The German government decided to signal its cautiousness regarding those readings, highlighting the weakness in demand.
“Despite the recent slight revival, the industry remains mired in a downturn,” said the German Economy Ministry in a statement, “Weakness in demand persists.
According to the ministry, the increase was driven by the manufacturing of intermediate and capital goods. The German economy is heavily dependent on its exports, making it vulnerable to the current global economic situation, which is being affected by Trump's Trade Wars and the uncertainty linked to the British political crisis.
Some economists still expect a contraction in the industrial output in September, considering this data " a flash in the pan."
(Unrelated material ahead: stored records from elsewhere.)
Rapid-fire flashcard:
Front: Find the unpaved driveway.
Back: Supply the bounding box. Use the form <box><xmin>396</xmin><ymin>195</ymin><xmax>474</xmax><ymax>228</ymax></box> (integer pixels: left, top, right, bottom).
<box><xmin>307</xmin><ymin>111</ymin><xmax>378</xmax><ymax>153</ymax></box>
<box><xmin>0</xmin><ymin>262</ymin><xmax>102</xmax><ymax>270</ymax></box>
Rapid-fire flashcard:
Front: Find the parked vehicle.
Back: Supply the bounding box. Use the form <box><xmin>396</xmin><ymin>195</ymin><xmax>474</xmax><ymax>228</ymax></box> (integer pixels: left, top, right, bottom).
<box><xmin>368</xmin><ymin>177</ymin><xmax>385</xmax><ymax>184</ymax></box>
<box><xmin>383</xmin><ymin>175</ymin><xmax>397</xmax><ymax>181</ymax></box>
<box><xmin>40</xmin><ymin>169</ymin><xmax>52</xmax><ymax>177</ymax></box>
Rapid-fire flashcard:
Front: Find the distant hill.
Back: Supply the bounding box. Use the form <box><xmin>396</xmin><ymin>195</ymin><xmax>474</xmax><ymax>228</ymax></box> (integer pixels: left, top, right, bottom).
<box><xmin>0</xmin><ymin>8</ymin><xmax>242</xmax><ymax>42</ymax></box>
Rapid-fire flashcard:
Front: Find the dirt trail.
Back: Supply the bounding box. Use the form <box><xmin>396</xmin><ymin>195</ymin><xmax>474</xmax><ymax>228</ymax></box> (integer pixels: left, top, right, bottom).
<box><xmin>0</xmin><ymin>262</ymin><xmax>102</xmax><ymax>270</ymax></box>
“Given that industrial output provides us with a deep look into the economic development in the third quarter, one could entertain the idea that the German economy will just about avoid a recession,” said a VP Bank economist, “But unfortunately one must consider the industrial production data for August as a flash in the pan, We expect production in September to be negative. This means that GDP will contract at least slightly in the third quarter."
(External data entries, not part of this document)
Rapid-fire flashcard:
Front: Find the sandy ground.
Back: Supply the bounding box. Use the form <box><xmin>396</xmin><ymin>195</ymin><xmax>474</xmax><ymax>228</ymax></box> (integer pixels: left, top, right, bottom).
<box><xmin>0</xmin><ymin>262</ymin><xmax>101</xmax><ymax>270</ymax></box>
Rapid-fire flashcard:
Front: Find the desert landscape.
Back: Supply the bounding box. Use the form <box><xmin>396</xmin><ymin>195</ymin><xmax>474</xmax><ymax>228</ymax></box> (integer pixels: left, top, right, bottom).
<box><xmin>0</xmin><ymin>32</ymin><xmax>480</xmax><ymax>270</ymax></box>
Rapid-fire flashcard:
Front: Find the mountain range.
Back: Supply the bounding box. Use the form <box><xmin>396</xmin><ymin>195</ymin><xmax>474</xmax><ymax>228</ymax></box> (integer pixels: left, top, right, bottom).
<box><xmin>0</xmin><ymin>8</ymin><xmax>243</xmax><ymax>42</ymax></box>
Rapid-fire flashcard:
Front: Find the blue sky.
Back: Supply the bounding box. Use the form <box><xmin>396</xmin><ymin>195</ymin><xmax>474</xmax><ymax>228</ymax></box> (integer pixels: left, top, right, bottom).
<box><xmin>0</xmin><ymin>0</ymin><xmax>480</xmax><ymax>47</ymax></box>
Stimulus is needed: European Commission
Meanwhile, several actors are asking the German Government to implement fiscal stimulus measures, a move that the current administration has rejected in the past.
One of the main supporters of the implementation of stimulus measures in order to alleviate the current situation is the European Central Bank president Mario Draghi.
Draghi, who is leaving his post late this month, said at the beginning of this month in Athens that fiscal stimulus is needed to complement the recent ECB's measures.
“The most effective response...would be an investment-led stimulus at the euro area level,” said Draghi, “Whichever route is taken, monetary policy will continue to do its job,” he added.
Draghi's pleas were supported by a recently filtered document (authored by the European Commission), that is going to be presented soon to the Eurozone finance ministers in the upcoming EU summit.
“The slowing growth and the downside risks inherent to the current situation may call for a pre-emptive, rather than reactive, approach to fiscal policy,” says the document, calling the most fiscally favored EU countries (particularly Germany and the Netherlands) to take over this task. The document also called the European countries with higher debts to take measures that would convince the markets that their debts will fall.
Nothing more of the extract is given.